Rahasianya apa? Dia selalu berusaha mengenali siapa pun konsumennya. Dia menghafal nama mereka, lalu secara rutin merawat pertemanan. Dia secara rutin mengirimkan kartu ucapan kepada semua yang pernah dikenalnya.
Tak hanya itu, ia juga tak sungkan-sungkan untuk menelepon dan menyampaikan selamat ulang tahun. Ia punya daftar lengkap tentang nama dan tanggal ulang tahun. Dia hafal hal-hal kecil tentang pelanggannya.
Mulai dari jumlah dan nama anak, alamat rumah, hingga nama anjing yang dipelihara pelanggan. Setiap bertemu, ia akan menjadikan semua informasi itu sebagai pintu masuk untuk berdialog. Dia disukai banyak orang.

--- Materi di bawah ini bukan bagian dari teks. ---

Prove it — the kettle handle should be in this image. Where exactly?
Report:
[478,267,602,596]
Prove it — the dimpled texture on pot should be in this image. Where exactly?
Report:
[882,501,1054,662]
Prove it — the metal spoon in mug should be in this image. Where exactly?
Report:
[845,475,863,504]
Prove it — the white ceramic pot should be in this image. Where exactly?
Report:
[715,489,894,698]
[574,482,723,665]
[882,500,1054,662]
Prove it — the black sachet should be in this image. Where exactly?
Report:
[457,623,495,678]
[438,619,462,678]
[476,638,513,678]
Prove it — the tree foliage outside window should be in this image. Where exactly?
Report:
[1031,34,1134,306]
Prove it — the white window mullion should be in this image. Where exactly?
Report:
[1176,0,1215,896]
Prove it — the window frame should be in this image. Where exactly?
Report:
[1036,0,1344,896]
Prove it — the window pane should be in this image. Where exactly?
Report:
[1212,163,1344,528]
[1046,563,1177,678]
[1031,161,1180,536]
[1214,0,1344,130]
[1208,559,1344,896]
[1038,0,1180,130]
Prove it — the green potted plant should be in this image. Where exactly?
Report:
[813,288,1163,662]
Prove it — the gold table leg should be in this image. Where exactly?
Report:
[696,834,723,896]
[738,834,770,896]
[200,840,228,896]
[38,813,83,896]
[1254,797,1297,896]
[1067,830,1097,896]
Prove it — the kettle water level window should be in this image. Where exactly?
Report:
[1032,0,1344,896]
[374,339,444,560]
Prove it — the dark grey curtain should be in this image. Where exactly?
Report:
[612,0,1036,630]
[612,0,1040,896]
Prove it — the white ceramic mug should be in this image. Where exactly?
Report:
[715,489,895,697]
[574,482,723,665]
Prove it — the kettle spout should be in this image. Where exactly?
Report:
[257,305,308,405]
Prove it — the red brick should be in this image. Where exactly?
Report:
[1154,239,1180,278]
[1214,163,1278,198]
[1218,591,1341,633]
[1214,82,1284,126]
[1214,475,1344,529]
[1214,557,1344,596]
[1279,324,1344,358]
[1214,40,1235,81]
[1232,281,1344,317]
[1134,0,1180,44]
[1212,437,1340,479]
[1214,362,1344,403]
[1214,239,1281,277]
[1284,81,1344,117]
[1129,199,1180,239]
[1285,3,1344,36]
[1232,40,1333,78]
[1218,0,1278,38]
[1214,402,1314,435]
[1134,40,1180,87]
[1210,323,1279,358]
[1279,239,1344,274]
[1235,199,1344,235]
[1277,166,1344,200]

Pria di depan saya ini mengingatkan pada Joe Girard. Saat bertemu dengannya, dia lebih banyak mendengar. Dia bisa buat orang lain nyaman, lalu perlahan mulai membisikkan jualannya.
“Saat saya ketemu klien, saya lebih banyak mendengar. Saya tidak buru-buru tawarkan produk. Bahkan tiga per empat dari pembicaraan adalah mendengar apa maunya klien. Biarpun tidak jadi closing, saya akan jadi teman yang mendengarkan,” katanya.
Kembali saya teringat pelajaran dari Marketing 5.0. Seorang marketeer sejati membangun relasi-relasi humanis dengan siapa saja. Pemasar hebat akan meniru akhlak Rasulullah yang tidak sekadar berdagang, tapi membangun trust dan kepercayaan.
Bangunlah pertemanan. Kalaupun ada closing atau transaksi, anggap saja sebagai bonus. Toh, semuanya sudah digariskan. Mengutip Jakob Oetama, semua yang terjadi di muka bumi adalah Providentia Dei. Penyelenggaraan Ilahi.
“Gimana Bang? Kapan kita cari yang bening-bening?” tanyanya.
“Maksudnya apa nih? Kaca atau air? jawabku.
“Ah, abang pura-pura tidak tahu. Pinjam dulu seratus.”